Previous studies have used 2D slices from multiplanar reconstructions to measure the volume of the frontal sinus cavity11. However, this approach can be challenging due to the high variability in size, shape, and asymmetry of the cavity. Other studies segmented and reconstructed the frontal sinuses in 3D, and performed calculations on the reconstructed volume after exporting different views (frontal, lateral, basal)19,20. This approach avoids the loss of information and allows for more accurate measurements. Nevertheless, the accuracy of previous studies at predicting sex correctly based on analysis of images of the frontal sinuses ranged between 60 and 80%13,19,20,34,37. Our proposed SDetNet is a fully automatic and accurate sex determination method that consists of FSNet and SDNet, achieving an AUC, ACC, BR, and PAM of 0.979, 0.920, 0.063, and 0.828. SDetNet does not require any additional processes such as manual segmentation or analysis, dental parameters, or feature selection.

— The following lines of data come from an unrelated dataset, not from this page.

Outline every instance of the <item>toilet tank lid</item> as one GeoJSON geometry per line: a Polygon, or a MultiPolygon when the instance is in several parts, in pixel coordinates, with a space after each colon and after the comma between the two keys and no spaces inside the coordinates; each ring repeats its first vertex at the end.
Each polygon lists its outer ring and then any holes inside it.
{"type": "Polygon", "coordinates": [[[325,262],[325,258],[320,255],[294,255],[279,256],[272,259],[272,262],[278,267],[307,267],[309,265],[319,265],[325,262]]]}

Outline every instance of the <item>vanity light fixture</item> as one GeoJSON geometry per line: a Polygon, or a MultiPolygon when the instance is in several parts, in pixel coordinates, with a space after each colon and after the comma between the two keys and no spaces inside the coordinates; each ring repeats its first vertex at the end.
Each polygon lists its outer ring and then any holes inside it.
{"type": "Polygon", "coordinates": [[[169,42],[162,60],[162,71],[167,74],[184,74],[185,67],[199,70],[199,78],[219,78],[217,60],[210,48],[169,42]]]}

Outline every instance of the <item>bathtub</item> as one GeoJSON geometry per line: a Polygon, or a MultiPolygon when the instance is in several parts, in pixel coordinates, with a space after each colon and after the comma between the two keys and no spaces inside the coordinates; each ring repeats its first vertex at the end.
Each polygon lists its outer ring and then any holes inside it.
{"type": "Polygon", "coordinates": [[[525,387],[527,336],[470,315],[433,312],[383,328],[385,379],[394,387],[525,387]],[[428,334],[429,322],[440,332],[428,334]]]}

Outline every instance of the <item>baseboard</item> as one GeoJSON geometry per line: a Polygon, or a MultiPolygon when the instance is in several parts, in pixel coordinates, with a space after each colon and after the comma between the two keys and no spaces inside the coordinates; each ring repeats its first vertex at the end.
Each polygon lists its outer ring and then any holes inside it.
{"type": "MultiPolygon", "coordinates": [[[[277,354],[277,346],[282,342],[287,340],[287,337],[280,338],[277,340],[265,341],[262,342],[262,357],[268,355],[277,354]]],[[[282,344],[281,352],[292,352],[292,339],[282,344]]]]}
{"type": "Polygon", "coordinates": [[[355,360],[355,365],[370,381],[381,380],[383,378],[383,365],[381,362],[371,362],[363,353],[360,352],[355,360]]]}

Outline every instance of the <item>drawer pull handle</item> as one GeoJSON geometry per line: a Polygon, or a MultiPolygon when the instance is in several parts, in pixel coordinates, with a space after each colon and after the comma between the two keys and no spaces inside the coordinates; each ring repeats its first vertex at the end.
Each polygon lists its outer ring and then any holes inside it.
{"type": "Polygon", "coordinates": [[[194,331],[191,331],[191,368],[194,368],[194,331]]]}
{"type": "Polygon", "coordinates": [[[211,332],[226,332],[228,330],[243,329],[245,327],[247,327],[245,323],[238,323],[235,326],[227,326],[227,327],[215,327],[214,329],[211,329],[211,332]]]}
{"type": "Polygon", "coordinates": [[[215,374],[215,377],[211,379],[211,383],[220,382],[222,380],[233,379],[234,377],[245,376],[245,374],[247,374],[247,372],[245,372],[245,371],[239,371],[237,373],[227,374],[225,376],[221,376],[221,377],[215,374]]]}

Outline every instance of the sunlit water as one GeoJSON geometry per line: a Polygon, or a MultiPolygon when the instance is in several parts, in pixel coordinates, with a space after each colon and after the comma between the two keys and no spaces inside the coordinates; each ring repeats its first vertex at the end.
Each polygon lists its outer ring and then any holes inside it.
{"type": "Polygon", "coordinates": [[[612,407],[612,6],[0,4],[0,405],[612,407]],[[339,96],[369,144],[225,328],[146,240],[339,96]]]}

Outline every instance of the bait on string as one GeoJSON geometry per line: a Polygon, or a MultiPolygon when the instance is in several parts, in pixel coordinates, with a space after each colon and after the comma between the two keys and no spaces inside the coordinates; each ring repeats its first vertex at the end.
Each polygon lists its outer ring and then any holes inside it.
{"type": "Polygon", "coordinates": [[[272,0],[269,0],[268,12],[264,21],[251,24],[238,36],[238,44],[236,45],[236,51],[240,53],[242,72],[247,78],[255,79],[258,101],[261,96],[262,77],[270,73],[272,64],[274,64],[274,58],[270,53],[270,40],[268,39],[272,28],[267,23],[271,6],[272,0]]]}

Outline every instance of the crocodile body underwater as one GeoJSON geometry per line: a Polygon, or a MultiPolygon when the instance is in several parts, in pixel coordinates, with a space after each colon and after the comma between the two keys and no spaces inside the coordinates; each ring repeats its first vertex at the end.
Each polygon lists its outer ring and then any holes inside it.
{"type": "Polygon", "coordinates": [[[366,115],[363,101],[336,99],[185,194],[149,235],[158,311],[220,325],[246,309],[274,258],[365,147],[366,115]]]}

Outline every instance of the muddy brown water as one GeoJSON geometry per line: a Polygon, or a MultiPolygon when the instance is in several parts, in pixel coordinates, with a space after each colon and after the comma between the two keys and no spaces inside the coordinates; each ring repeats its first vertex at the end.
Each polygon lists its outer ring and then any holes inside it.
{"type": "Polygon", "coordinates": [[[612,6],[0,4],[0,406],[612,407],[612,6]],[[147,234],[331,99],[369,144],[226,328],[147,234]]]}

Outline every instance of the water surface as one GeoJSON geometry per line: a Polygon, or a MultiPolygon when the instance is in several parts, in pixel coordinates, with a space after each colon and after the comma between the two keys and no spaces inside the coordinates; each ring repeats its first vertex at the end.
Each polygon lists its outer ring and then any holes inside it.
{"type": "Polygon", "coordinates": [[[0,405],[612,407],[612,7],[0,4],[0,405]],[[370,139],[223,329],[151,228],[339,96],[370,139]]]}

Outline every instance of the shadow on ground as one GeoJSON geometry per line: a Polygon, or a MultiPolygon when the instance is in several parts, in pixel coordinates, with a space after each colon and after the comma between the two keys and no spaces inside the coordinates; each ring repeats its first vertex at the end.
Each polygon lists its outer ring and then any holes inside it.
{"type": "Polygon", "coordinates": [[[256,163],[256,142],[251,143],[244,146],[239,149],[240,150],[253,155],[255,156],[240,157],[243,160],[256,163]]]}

The following issues will be addressed in future studies to improve the sex determination performance of SDetNet. First, our dataset was built using CBCT scans from a patient group with a non-uniform age distribution. To improve the accuracy of our SDetNet for sex determination at all ages, we need to collect additional datasets with a uniform age distribution. Second, it would be valuable to assess the model’s performance on a more diverse and larger dataset to validate its generalizability. This study relied on a CBCT dataset from a single organization in South Korea, which may not be generalizable to other populations or organizations. Therefore, further research is needed to train and evaluate SDetNet using CBCT datasets acquired from individuals of diverse ethnicities using various devices at multiple organizations. Finally, we applied several exclusion criteria when selecting CBCT scans. In future studies, we plan to improve the generalizability and clinical efficacy of SDetNet using large-scale panoramic radiographs from individuals of all ages with fewer exclusion criteria.

Conclusions

In this study, we proposed SDetNet for automatic and accurate sex determination from a CBCT scan. SDetNet was designed as a two-stage network to learn the anatomical context information of the frontal sinuses between males and females by embedding MSI and AGAM in an end-to-end manner. The experimental results showed the SDetNet outperformed existing 3D CNNs for sex determination from CBCT scans. Furthermore, we demonstrated the effectiveness of MSI and AGAM of SDetNet by an ablation study, which substantially improved sex determination from CBCT scans. SDetNet is a fully automatic and accurate sex determination method, that will likely improve the workflow of forensic investigations and individual identification in clinical settings. In future studies, we plan to improve the generalizability and clinical efficacy of SDetNet by using CBCT scans of the frontal sinuses of individuals of varied ethnicities from diverse populations collected by multiple organizations using various devices.